On his way home, Peter goes to visit Olivia. She has ordered out for them and greets him with a kiss, things that only the Olivia from the primary timeline would have done.

==Production==

"It's a fantastic episode, really mind-bending in the best FRINGE-ian kind of way. It's going to answer a lot of mythological questions. It's going to answer one very large mythological question, which we believe is of paramount importance, the answer to that question. It's a big one as far as stakes are concerned."
— — Co-showrunner J. H. Wyman on "Welcome to Westfield"

"Welcome to Westfield" was co-written by co-producer Graham Roland and consulting producer J. R. Orci.
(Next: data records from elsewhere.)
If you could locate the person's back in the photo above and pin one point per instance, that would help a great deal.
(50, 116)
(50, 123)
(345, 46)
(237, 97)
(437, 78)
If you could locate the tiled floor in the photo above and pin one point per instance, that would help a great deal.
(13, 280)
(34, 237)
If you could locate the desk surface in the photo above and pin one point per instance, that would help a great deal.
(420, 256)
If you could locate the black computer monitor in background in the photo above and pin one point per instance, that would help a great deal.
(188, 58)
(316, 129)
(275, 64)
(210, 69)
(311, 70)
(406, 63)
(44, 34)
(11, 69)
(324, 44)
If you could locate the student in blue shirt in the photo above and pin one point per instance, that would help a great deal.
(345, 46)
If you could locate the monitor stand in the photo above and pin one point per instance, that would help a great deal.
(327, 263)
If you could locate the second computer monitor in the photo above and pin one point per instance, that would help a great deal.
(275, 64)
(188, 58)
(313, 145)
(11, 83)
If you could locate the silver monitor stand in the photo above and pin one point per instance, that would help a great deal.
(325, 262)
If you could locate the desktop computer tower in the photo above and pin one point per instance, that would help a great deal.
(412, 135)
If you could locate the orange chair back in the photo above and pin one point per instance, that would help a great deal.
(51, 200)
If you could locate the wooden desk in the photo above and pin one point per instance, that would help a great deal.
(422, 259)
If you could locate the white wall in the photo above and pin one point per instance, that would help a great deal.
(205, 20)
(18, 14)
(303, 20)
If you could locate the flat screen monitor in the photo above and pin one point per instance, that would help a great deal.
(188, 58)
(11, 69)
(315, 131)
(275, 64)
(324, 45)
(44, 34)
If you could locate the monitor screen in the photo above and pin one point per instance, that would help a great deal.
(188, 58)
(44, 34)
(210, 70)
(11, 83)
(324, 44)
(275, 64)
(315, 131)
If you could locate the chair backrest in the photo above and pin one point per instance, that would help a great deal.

House M.D. veteran David Straiton directed the installment, his third credit on the series (his other two being, "Amber 31422" and "Peter").

In a June 2012 interview with Entertainment Weekly, actor John Noble called the episode one of his favorites of the series because "it was the first time that really the old team had got back together again — Walter and Olivia (Anna Torv) and Peter (Joshua Jackson). It was a very interesting story for all sorts of reasons."

==Cultural references==
At one point, Walter compares the town of Westfield to the eponymous town in the musical Brigadoon. Reviewers noted that the episode appeared to borrow several elements of other science-fiction and drama shows, including The Twilight Zone, Close Encounters of the Third Kind, The X-Files, The Prisoner and The Walking Dead. Jeff Jensen of Entertainment Weekly suggested that the use of "rhubarb pie" was an allusion to the industry term "rhubarb" used to describe the shocked murmuring of a crowd, and used here to mimic the anticipated reaction of the show's watchers at the various reveals.

==Reception==

===Ratings===
The episode was watched by an estimated 3.05 million viewers. It earned 1.1 ratings share in adults 18-49, down a tenth from the previous episode, "Making Angels". Fringe finished fourth in the hour, behind CBS' CSI: NY, NBC's Grimm, and ABC's What Would You Do?.

===Reviews===
Jeff Jensen of Entertainment Weekly named "Welcome to Westfield" the sixth best episode of the series, calling it "the standout installment of Fringes admirably ambitious but ultimately frustrating Rebootlandia fourth season, [which] felt like old school Fringe, and more, evocative of high-grade Twilight Zone, The X-Files, and The Walking Dead."